Enter: Henry Jones, Sr. (Sean Connery), a father who can't even be bothered to turn around from his desk after his teen son (River Phoenix as Indy) has just survived being chased through a circus train by grave robbers. Speaking to Empire, the adult Indy, Harrison Ford, observed that, despite its Holy Grail MacGuffin, "The Last Crusade" is really at heart "a relationship film, between a son and a father." Spielberg revealed:

"The dad thing was my idea. The Grail doesn't offer a lot of special effects and doesn't promise a huge physical climax. I just thought that the Grail that everybody seeks could be a metaphor for a son seeking reconciliation with a father and a father seeking reconciliation with a son. It also gave me a chance to suggest Sean Connery. Who else but [James] Bond could have been worthy enough to play Indiana Jones' dad?"

Yoda Jones, Sr.

Ford, who also starred in the original "Star Wars" trilogy, of course, said that an early concept for "The Last Crusade" envisioned Indy's dad as more of "a wise old Yoda type." Henry Jones, Sr., is still someone for whom the pen is mightier than the sword, at least when it comes to fighting Nazis "in the belly of that steel beast," which is to say, a tank headed for a cliff dive. However, Ford conceded that Yoda Jones, Sr. would not "have worked as well as having somebody of the strength of Sean."

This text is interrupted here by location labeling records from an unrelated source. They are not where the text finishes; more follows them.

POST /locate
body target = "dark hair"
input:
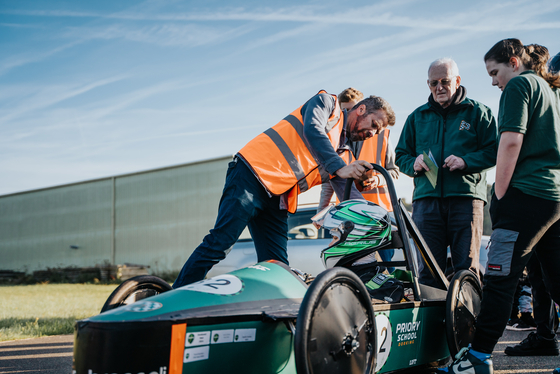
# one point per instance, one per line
(532, 56)
(350, 94)
(374, 103)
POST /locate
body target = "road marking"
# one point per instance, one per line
(68, 346)
(46, 355)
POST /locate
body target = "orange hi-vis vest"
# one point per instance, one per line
(374, 151)
(281, 158)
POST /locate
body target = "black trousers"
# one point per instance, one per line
(520, 221)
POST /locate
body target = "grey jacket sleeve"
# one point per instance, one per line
(316, 113)
(390, 164)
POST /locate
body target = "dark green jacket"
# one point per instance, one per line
(468, 131)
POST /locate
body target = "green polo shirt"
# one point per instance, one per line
(531, 107)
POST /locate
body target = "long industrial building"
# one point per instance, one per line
(154, 218)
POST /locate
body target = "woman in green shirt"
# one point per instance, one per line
(525, 207)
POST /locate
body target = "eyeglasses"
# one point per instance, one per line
(444, 82)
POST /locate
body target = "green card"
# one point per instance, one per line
(432, 174)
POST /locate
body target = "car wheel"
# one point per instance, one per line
(463, 305)
(134, 289)
(335, 329)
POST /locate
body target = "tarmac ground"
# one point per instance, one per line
(53, 355)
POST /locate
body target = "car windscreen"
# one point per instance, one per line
(299, 228)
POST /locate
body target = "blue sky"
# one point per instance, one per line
(92, 89)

Associate producer Kathleen Kennedy, who would go on to become the president of Lucasfilm years later, noted that James Bond was "the inspiration behind the whole [Indiana Jones] series to begin with" and "a great way to pull that all together." Connery added:

"They had to be very sure what they were going for. A more academic-type casting would have been somebody like Gregory Peck, but you needed somebody that Harrison could bounce off. Henry had to be something pretty special to produce Indy. Also, he had to be something different. When Indy says, 'You never talked to me,' I say, 'Well, you weren't interesting until you were 19.' Which is right below the belt, but probably right on the nose."

Connery added a wonderful dynamic to "Indiana Jones and the Last Crusade," so much so that, for some fans, his installment may actually be the high point of the series, even more so than the classic first film, "Raiders of the Lost Ark." Using the Grail as a metaphor for reconciliation between father and son and grounding the climax of "The Last Crusade" in those emotional stakes added to the catharsis and gave the whole '80s Indiana Jones trilogy a satisfying end.